Sue estaba aterrada.

—No pueden hacerlo —dijo.

—La casa se quedará vacía —proseguí—, entrarán a saco y no dejarán nada.

—Pero si no se lo decimos a nadie —dijo Sue con un gesto vago hacia la casa—, ¿qué hacemos entonces?

Volví a mirar a Julie y dije en voz más alta: —Los críos vendrán y lo romperán todo. —Julie tiró los guijarros por encima de la valla.

—Si la dejamos en el dormitorio —razonó—, empezará a oler mal.

—No digas una cosa tan fea —dijo Sue casi gritando.

—Tú quieres —dije a Julie— que no se lo digamos a nadie.

Julie se alejó hacia la casa sin replicar. La vi entrar en la cocina y meter la cara en el fregadero para mojársela. Mantuvo la cabeza bajo el grifo del agua fría hasta que el pelo se le empapó; luego lo escurrió y se lo apartó de la cara. Al volver donde nosotros, le corrían gotas de agua por los hombros. Se sentó en el parterre alpino y dijo:

—Si no decimos nada a nadie, tendremos que hacer algo, y rápido.

Sue estaba a punto de llorar.

—Pero ¿qué podemos hacer? —se quejó ésta.

Julie quería animamos un poco. Dijo con mucha calma:

—Enterrarla, naturalmente. —A pesar de que sólo había dicho dos palabras, la voz le tembló.

—Sí —dije, estremeciéndome de horror—, podemos hacer un entierro privado, Sue.

Mi hermana menor lloraba ya de manera ininterrumpida, y Julie le pasó el brazo por el hombro. Me miró displicente por encima de la cabeza de Sue. De pronto, me sentí irritado con las dos. Me levanté y fui a la parte delantera de la casa para ver qué hacía Tom.
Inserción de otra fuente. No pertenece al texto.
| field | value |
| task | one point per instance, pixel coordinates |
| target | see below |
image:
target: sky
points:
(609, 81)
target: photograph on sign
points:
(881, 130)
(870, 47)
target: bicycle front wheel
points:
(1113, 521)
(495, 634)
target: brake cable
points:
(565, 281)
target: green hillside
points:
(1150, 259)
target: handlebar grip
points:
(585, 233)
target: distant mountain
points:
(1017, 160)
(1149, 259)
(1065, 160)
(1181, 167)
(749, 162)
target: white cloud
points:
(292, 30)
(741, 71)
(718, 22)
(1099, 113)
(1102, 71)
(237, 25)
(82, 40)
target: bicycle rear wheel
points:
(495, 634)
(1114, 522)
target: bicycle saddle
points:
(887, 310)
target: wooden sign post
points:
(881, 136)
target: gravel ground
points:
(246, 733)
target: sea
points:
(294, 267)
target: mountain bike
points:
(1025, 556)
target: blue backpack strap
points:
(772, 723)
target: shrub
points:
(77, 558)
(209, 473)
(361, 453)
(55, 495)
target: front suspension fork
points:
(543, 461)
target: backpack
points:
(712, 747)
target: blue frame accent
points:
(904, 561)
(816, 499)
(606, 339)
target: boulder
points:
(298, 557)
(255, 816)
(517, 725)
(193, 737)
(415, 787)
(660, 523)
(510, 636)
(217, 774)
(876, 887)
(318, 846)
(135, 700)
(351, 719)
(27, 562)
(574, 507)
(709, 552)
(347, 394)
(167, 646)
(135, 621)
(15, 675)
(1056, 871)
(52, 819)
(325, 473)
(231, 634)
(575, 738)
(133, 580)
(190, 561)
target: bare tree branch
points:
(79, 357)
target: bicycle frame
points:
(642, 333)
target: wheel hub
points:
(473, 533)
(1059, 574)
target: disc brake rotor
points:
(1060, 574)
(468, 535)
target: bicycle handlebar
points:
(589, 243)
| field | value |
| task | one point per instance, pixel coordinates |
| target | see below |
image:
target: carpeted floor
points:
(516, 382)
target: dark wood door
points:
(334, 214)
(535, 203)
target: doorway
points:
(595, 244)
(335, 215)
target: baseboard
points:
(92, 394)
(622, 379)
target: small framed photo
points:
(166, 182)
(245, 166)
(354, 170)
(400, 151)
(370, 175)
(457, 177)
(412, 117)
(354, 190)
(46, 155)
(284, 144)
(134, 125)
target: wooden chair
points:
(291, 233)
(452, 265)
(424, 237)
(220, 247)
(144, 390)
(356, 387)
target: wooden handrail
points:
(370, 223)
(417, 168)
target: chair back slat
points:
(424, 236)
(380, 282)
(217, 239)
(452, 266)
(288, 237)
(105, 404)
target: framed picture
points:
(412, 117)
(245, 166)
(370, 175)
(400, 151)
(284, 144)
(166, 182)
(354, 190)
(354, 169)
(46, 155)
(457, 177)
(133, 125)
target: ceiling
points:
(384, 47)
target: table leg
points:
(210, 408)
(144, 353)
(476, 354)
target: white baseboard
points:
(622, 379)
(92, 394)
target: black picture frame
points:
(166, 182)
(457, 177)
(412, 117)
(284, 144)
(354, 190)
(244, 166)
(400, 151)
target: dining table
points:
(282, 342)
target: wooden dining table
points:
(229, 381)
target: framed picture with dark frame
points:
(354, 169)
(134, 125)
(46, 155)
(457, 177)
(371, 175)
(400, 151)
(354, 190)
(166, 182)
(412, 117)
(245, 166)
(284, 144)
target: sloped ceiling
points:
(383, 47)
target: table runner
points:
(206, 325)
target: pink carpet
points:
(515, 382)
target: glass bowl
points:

Estaba sentado con otro chico en el montón de arena que había junto a la entrada. Estaban abriendo un complejo sistema de túneles del tamaño de un puño. —Dice… —soltó el amigo de Tom con aire de burla, mirándome como un bizco—, dice…, dice que su mamá se ha muerto y no es verdad.

—Es verdad —le dije—. También es mi mamá y se acaba de morir.

—¿Lo ves? Ya te lo dije, ¿lo ves? —Tom hizo una mueca de desprecio y hundió las manos en la arena hasta las muñecas.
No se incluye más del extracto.